Lastly there are the protease enzyme-based reducing agents. They are enzymes that attack and break down the gluten-forming proteins in the flour. In doing so, they are indeed very effective reducing agents — and at the same time they can be somewhat difficult to manage as they are prone to working faster at higher temperatures. This can be problematic if you are in the habit of saving scrap dough for later use (unless it is kept refrigerated at all times, otherwise you may find that your scrap dough bin is slowly turning into a doughy slime). Additionally, dough that had been overly softened by use of L-cysteine or glutathione can sometimes be salvaged by returning it to the mixer and mixing it until once again sufficiently extensible for immediate use. But since the protease enzymes completely destroy the gluten forming proteins there is nothing that can be done to salvage an overly softened dough when enzyme based dough softeners are used. On the other hand, where labeling is required, these dough softeners are typically labeled as a dough processing aid. Since they are completely destroyed by the baking process, they may not require labeling.
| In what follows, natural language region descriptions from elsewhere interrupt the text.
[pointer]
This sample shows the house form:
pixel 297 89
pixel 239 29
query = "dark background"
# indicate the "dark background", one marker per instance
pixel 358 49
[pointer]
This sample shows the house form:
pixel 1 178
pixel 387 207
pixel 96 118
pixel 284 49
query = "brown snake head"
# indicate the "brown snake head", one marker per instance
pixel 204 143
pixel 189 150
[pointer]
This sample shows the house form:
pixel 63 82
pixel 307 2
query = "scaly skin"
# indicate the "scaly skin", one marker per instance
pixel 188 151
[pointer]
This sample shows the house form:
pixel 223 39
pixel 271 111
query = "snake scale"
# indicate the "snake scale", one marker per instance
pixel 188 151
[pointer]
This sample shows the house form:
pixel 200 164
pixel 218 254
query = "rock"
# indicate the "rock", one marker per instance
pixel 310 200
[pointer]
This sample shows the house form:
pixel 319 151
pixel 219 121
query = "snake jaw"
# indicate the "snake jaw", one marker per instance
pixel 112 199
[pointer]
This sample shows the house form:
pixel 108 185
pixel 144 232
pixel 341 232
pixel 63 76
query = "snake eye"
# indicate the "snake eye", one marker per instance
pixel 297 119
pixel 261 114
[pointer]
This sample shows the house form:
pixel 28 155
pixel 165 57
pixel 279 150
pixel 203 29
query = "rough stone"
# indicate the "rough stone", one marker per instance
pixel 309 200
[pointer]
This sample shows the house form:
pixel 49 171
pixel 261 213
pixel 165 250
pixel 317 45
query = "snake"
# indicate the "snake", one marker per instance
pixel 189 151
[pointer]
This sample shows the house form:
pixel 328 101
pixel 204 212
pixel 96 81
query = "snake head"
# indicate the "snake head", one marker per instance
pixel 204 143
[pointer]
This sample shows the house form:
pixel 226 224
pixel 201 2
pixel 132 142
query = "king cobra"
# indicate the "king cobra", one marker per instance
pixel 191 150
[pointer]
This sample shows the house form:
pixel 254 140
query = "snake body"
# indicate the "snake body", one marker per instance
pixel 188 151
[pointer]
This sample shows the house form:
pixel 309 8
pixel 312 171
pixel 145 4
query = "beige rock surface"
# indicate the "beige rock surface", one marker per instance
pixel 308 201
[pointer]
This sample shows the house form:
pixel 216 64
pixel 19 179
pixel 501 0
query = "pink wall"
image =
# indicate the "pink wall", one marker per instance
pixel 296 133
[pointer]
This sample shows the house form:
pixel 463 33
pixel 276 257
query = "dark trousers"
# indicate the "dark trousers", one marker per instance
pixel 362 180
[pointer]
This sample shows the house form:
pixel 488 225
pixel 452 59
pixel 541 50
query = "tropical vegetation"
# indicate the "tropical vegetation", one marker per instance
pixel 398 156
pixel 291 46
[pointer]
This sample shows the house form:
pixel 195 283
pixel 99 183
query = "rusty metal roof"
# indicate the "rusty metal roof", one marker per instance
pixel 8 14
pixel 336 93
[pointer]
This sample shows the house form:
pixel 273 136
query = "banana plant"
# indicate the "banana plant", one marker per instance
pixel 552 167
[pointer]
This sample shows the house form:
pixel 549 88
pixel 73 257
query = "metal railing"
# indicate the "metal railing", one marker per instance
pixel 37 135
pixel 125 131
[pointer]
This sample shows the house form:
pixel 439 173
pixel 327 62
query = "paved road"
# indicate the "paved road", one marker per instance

Why are dough reducing agents used? They are used to help reduce the mixing time for commercially made frozen pizza doughs. They also have some limited use in making very short time pizza doughs where the dough reducing agents will both reduce the dough mixing time and provide the dough extensibility normally resulting from long/longer fermentation times. Possibly the most common use of reducing agents in the pizza industry is in the production of pizza crusts that are formed by one of the pressing methods. In this application it is common to use one of the reducing agents as a means to reduce dough snap-back at the pizza press, thus helping the dough to retain its pressed size and shape.
Tom Lehmann is a former director at the American Institute of Baking in Manhattan, Kansas and Pizza Today’s resident dough expert.